Artificial Womb Advancements are being made. EXTEND System (USA) is building on the 2017 biobag. They have a pumpless, oxygenator-based system has been refined for lambs and fetal pigs. In 2024, it demonstrated improved hemodynamics and organ maturation. Human trials are under FDA consideration, potentially starting by 2026-2027 for super-premature cases.

Success in lambs, pigs, and mice shows viability for mid-gestation support, but there has been no full-term ectogenesis. For instance, a 2025 review noted sustained growth in lambs equivalent to human 13-38 weeks, but only as an incubator-like extension.

Creating a stable environment for super-premature fetuses requires precise control of oxygenation, nutrition, and infection prevention. Current systems work for mid-gestation but struggle with earlier stages or full-term support.

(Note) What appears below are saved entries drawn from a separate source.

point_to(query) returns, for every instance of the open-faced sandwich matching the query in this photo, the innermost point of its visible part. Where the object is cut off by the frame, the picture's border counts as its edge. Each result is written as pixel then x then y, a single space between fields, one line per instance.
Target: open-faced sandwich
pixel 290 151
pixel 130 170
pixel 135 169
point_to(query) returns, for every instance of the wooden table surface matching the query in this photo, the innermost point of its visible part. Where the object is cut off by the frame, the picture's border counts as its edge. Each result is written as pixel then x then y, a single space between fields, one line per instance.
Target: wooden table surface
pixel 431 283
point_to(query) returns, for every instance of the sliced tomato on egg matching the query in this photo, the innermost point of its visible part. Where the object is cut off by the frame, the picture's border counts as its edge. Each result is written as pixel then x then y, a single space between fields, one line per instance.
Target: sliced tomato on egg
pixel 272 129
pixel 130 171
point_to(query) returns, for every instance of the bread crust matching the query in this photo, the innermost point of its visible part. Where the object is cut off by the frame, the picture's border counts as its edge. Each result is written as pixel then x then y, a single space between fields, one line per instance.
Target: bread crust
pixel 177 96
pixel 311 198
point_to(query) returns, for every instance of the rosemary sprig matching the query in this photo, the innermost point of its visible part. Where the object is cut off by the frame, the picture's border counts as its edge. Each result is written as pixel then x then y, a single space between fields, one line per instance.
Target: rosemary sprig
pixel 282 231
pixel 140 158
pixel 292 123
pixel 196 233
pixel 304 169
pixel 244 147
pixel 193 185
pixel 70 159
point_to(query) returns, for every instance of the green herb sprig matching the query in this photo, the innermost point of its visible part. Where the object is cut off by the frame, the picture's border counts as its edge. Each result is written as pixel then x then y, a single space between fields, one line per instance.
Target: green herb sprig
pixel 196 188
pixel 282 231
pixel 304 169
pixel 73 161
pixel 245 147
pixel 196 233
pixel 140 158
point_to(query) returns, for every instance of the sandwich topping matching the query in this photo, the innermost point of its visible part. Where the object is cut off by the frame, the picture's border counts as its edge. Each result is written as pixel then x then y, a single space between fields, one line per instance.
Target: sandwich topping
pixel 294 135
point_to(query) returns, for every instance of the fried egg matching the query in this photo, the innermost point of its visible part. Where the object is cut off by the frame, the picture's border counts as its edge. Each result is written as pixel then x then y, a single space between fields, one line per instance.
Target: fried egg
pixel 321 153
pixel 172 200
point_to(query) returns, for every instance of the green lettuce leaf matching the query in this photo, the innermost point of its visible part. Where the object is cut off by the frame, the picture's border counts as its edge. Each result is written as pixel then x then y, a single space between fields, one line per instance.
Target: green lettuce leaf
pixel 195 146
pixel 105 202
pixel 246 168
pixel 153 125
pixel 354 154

There is work on hybrid systems blending traditional incubators with womb-like features (e.g., fluid environments, AI monitoring) to potentially extend viability earlier. The global market is valued at approximately USD 1.5-2.2 billion in 2025, projected to reach USD 3-3.5 billion by 2034 at a CAGR of 5-7%. This growth is driven by rising premature births (~10-15% globally) and innovations in thermoregulation and oxygenation.

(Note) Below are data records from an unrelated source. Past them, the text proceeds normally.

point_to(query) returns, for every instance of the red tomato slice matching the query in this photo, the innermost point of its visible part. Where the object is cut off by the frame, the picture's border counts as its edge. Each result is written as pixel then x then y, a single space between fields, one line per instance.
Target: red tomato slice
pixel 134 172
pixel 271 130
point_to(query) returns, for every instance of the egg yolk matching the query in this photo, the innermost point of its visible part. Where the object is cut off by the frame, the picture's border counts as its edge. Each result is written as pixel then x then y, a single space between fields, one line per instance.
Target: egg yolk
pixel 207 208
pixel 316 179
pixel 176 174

If viability were extended to 12 weeks, the market could surge by an additional billions due to saved lives and reduced long-term disabilities, though regulatory hurdles delay this.

The bigger market is for perfecting and increasing survival of human fertalized eggs through to viable embryos. This is still at 30-50%.

Early stages leverage IVF tech, bridging to full ectogenesis requires overcoming implantation and immunological barriers.